It is known that a $n^2 \times n^2$ positive semidefinite matrix $A$ cannot always be written as a finite sum
$$
A=\sum_{j} B_j \otimes C_j
$$
with $B_j$ and $C_j$ positive semidefinite matrices (of size $n \times n$). For example, it can be seen that the matrix
$$
\begin{pmatrix}
1 & 0 & 0 & 1 \\\
0 & 0 & 0 & 0 \\\
0 & 0 & 0 & 0 \\\
1 & 0 & 0 & 1
\end{pmatrix}
$$
is not the finite sum of Kronecker products of positive semidefinite $2 \times 2$ matrices.
Is the statement true if $A$ is positive definite? (i.e., $A$ is invertible?).
Edit: this question is a slight variant of a previous question.
Best Answer
The following is just a minor variation of Martin Argerami's proof of the old question.
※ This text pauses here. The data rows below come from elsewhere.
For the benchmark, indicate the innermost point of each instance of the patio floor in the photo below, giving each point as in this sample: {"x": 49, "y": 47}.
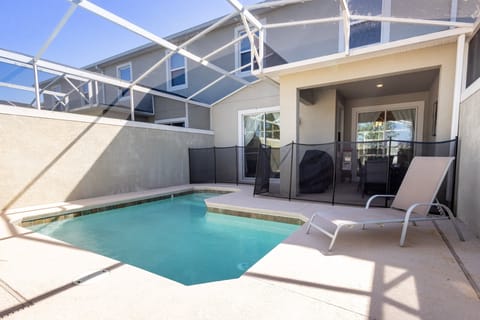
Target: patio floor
{"x": 367, "y": 276}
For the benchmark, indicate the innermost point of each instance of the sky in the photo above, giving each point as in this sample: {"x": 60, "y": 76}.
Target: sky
{"x": 87, "y": 38}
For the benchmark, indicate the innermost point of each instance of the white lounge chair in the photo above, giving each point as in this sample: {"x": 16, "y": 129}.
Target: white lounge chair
{"x": 412, "y": 203}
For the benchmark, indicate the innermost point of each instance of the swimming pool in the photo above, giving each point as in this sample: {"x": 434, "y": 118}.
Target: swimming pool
{"x": 175, "y": 238}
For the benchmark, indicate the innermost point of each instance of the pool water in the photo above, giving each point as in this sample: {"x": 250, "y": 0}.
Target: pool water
{"x": 175, "y": 238}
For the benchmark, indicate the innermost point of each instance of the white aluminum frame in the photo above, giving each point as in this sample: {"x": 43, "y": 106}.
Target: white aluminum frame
{"x": 170, "y": 87}
{"x": 251, "y": 25}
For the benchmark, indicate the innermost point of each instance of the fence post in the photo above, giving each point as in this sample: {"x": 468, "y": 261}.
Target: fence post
{"x": 214, "y": 165}
{"x": 291, "y": 172}
{"x": 335, "y": 160}
{"x": 190, "y": 165}
{"x": 454, "y": 184}
{"x": 388, "y": 169}
{"x": 236, "y": 165}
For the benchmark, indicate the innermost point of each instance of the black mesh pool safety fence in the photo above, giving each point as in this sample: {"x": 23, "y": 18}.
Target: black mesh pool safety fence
{"x": 336, "y": 173}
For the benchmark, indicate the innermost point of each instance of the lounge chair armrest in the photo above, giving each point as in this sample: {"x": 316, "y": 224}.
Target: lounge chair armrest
{"x": 378, "y": 196}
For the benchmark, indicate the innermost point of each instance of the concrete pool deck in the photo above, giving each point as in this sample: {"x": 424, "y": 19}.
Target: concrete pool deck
{"x": 367, "y": 276}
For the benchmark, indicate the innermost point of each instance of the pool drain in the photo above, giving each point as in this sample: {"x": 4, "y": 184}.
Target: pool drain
{"x": 243, "y": 266}
{"x": 97, "y": 275}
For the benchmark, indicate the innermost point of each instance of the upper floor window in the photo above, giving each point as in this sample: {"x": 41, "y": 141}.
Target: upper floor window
{"x": 365, "y": 32}
{"x": 124, "y": 72}
{"x": 473, "y": 68}
{"x": 243, "y": 55}
{"x": 177, "y": 72}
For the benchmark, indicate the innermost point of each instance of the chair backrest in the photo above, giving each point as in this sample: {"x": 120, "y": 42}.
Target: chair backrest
{"x": 422, "y": 182}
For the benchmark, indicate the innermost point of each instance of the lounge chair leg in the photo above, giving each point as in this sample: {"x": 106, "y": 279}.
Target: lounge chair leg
{"x": 405, "y": 227}
{"x": 310, "y": 223}
{"x": 335, "y": 234}
{"x": 452, "y": 219}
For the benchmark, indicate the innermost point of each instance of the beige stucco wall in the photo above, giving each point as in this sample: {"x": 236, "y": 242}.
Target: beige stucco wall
{"x": 70, "y": 157}
{"x": 317, "y": 121}
{"x": 224, "y": 115}
{"x": 439, "y": 56}
{"x": 468, "y": 178}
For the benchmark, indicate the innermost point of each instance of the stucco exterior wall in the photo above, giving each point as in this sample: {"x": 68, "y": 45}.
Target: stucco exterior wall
{"x": 55, "y": 157}
{"x": 439, "y": 56}
{"x": 225, "y": 113}
{"x": 317, "y": 121}
{"x": 468, "y": 177}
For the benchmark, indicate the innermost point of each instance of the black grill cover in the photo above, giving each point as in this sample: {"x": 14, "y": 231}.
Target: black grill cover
{"x": 316, "y": 172}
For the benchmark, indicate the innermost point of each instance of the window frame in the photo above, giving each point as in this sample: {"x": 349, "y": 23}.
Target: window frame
{"x": 126, "y": 95}
{"x": 419, "y": 106}
{"x": 169, "y": 74}
{"x": 241, "y": 134}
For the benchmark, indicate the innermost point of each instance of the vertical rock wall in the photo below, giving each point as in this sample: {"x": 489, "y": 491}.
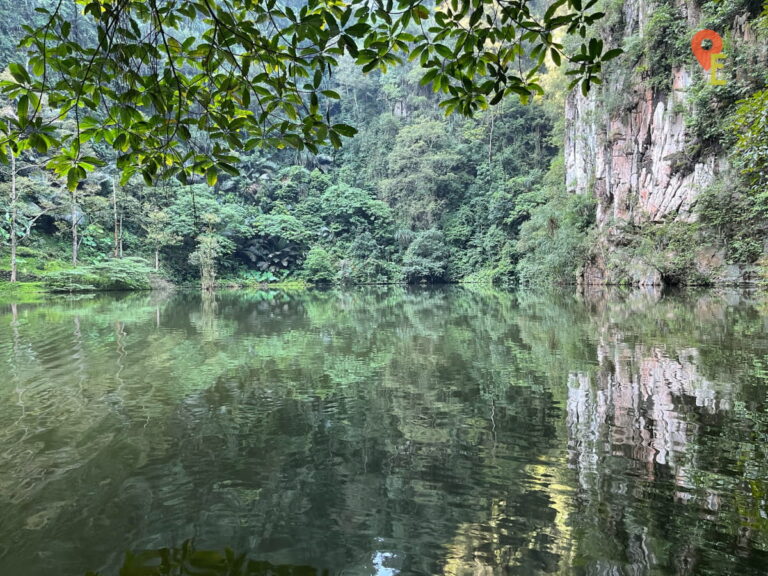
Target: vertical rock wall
{"x": 637, "y": 158}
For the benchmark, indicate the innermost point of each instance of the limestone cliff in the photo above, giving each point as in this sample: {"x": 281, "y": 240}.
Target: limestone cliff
{"x": 629, "y": 145}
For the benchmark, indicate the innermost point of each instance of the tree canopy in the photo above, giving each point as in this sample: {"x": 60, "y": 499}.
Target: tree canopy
{"x": 178, "y": 89}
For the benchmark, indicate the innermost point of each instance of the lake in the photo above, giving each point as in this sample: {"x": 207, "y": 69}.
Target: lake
{"x": 385, "y": 431}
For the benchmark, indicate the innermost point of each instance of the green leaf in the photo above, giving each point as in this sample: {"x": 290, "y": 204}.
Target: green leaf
{"x": 344, "y": 130}
{"x": 211, "y": 176}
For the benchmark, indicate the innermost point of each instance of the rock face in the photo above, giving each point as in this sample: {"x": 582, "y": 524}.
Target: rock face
{"x": 636, "y": 156}
{"x": 636, "y": 162}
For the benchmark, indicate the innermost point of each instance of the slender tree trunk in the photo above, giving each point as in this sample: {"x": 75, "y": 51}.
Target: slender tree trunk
{"x": 115, "y": 252}
{"x": 14, "y": 198}
{"x": 490, "y": 140}
{"x": 75, "y": 243}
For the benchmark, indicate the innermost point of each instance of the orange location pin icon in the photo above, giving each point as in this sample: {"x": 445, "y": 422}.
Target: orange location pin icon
{"x": 704, "y": 55}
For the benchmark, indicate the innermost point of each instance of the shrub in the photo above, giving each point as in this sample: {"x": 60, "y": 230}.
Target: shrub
{"x": 318, "y": 266}
{"x": 426, "y": 258}
{"x": 123, "y": 274}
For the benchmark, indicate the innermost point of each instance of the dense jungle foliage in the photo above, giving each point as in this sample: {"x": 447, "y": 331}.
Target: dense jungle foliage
{"x": 415, "y": 196}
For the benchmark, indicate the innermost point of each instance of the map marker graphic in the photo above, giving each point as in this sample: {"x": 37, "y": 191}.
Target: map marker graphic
{"x": 704, "y": 55}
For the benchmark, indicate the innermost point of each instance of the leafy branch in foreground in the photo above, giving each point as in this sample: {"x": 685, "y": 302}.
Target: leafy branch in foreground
{"x": 177, "y": 89}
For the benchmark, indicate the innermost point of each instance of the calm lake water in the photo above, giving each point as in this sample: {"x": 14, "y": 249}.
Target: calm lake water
{"x": 393, "y": 431}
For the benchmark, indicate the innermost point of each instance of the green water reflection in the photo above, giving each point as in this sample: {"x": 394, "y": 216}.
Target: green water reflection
{"x": 392, "y": 431}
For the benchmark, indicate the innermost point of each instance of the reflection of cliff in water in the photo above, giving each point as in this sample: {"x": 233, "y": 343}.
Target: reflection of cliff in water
{"x": 642, "y": 427}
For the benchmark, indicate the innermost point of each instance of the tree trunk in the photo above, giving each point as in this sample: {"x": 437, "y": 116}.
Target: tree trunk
{"x": 14, "y": 199}
{"x": 75, "y": 243}
{"x": 115, "y": 251}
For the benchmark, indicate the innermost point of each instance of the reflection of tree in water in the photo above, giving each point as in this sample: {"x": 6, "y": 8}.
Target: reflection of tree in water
{"x": 639, "y": 430}
{"x": 388, "y": 431}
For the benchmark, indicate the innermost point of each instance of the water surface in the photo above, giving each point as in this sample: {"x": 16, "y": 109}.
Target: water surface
{"x": 392, "y": 431}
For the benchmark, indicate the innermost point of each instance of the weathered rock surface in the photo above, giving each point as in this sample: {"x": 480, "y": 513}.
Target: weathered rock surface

I am even copying his equations and some of his text. If you are +1ing this post, please also +1 his one (if not already done).
Here is a counterexample for $n=2$. Let $\varepsilon $ be a positive real $< \dfrac{1}{2}$. The matrix
$ a= \begin{bmatrix} 1 & 0 & 0 & 1-\varepsilon \\ 0 & \varepsilon & 0 & 0 \\ 0 & 0 & \varepsilon & 0 \\ 1-\varepsilon & 0 & 0 & 1 \end{bmatrix} \in \mathrm{M}_{4}\left( \mathbb{C}\right) $
is positive-definite, but it cannot be written as a sum of tensor products of nonnegative-semidefinite $2\times 2$-matrices. Here is why:
Assume the contrary. Thus, $a$ is written in the form
$a=\sum_{j} \left[ \begin{matrix} \alpha _{j} & \overline{\gamma _{j}} \\ \gamma _{j} & \beta _{j} \end{matrix} \right] \otimes \left[ \begin{matrix} \alpha _{j}^{\prime } & \overline{\gamma _{j}^{\prime }} \\ \gamma _{j}^{\prime } & \beta _{j}^{\prime } \end{matrix} \right] =\left[ \begin{matrix} \sum_{j}\alpha _{j}^{\prime }\alpha _{j} & \sum_{j}\alpha _{j}^{\prime } \overline{\gamma _{j}} & \sum_{j}\overline{\gamma _{j}^{\prime }}\alpha _{j} & \sum_{j}\overline{\gamma _{j}^{\prime }}\gamma _{j} \\ \sum_{j}\alpha _{j}^{\prime }\gamma _{j} & \sum_{j}\alpha _{j}^{\prime }\beta _{j} & \ast & \ast \\ \ast & \ast & \sum_{j}\beta _{j}^{\prime }\alpha _{j} & \ast \\ \ast & \ast & \ast & \ast \end{matrix}\right] $,
where $j$ ranges from $1$ to some positive integer $N$. Since each $ \begin{bmatrix} \alpha _{j} & \overline{\gamma _{j}} \\ \gamma _{j} & \beta _{j} \end{bmatrix} $ is nonnegative-semidefinite, we have $\alpha _{j}\geq 0$, $\beta _{j}\geq 0$, and $\alpha _{j}\beta _{j}\geq \left\vert \gamma _{j}\right\vert ^{2}$ for all $j$. Similarly, $\alpha _{j}^{\prime }\geq 0$, $\beta _{j}^{\prime }\geq 0$, and $\alpha _{j}^{\prime }\beta _{j}^{\prime }\geq \left\vert \gamma _{j}^{\prime }\right\vert ^{2}$ for all $j$.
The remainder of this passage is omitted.